|ITEM||Statue of a Togatus (man wearing a toga)|
|PERIOD||3rd Century A.D|
|DIMENSIONS||370 mm x 165 mm x 110 mm|
|PROVENANCE||Ex Pierre, Claude and Jeanine Vérite collection, 1930 – 1980, Inventory number Jeanine Vérité ‘4308’|
The most characteristic Roman dress. The toga, a length of woolen cloth with rounded edges, had been the traditional garment of the Romans for centuries, but by the late first century B.C., it was declining in popularity. As part of his effort to revive ancient values and customs, the emperor Augustus made the toga a sort of unofficial state dress that all citizens were required to wear in the forum. A cylindrical leather box for scrolls, represented at the feet of this figure, identify him as a man engaged in public business. A portrait head and arms were carved separately and added.
The toga was the badge of Roman citizenship. Vergil, for example, calls the Romans a gens togata.

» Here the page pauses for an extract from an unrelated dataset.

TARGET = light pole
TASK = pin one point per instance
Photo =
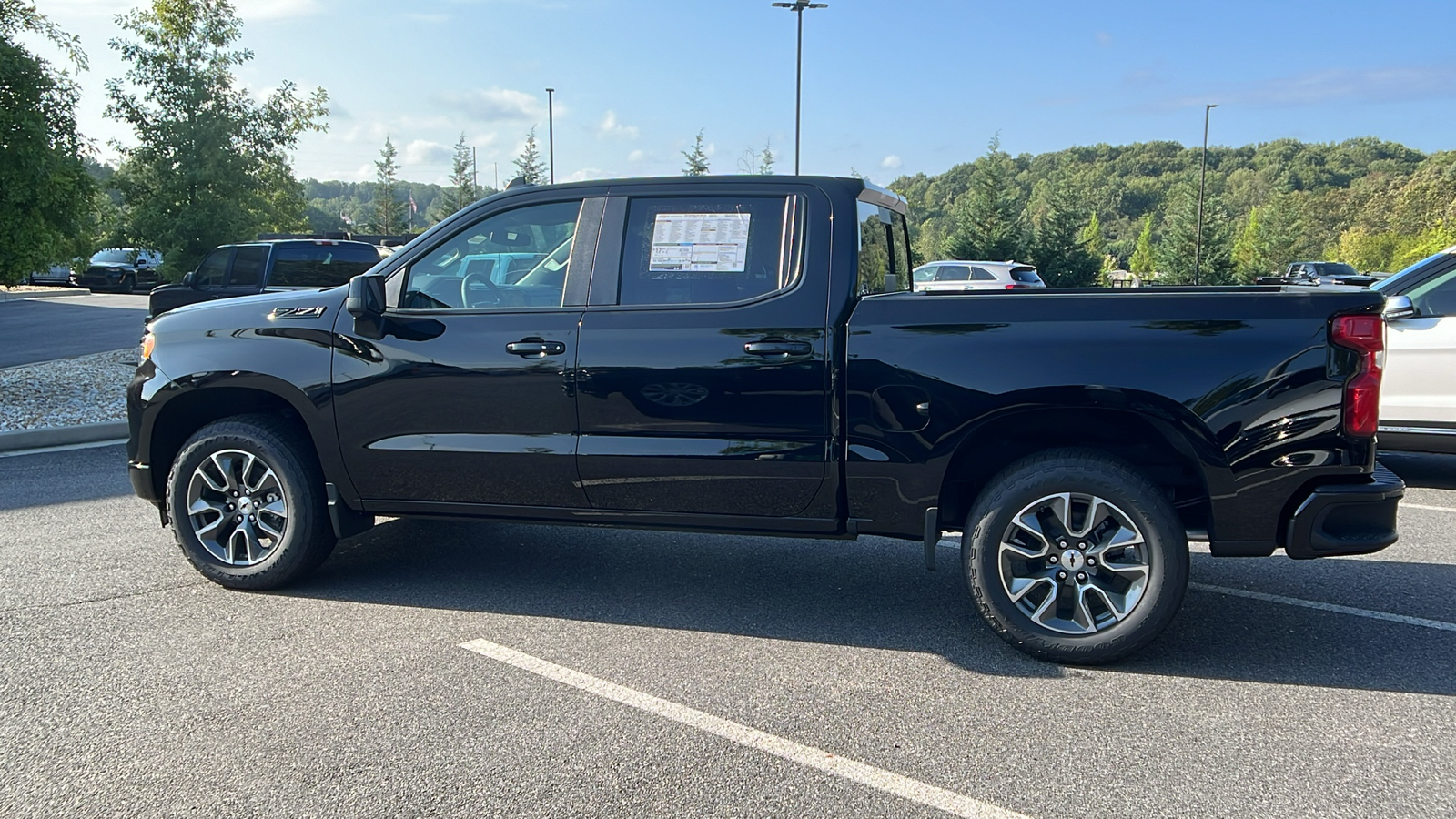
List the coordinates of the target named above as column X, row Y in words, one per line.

It is not surprising then to find hundreds of life-size togate statues of Romans and countless numbers of representations of toga-clad men in reliefs and paitings scattered throughout the museums, private collections, and archaeological sites of the world. Several studies or parts of studies have been devoted to the canonical Republican form of the toga, the short and narrow toga exigua, and to dating the transition to the later longer and wider toga of the late Republic and the Empire based on literary and numismatic evidence.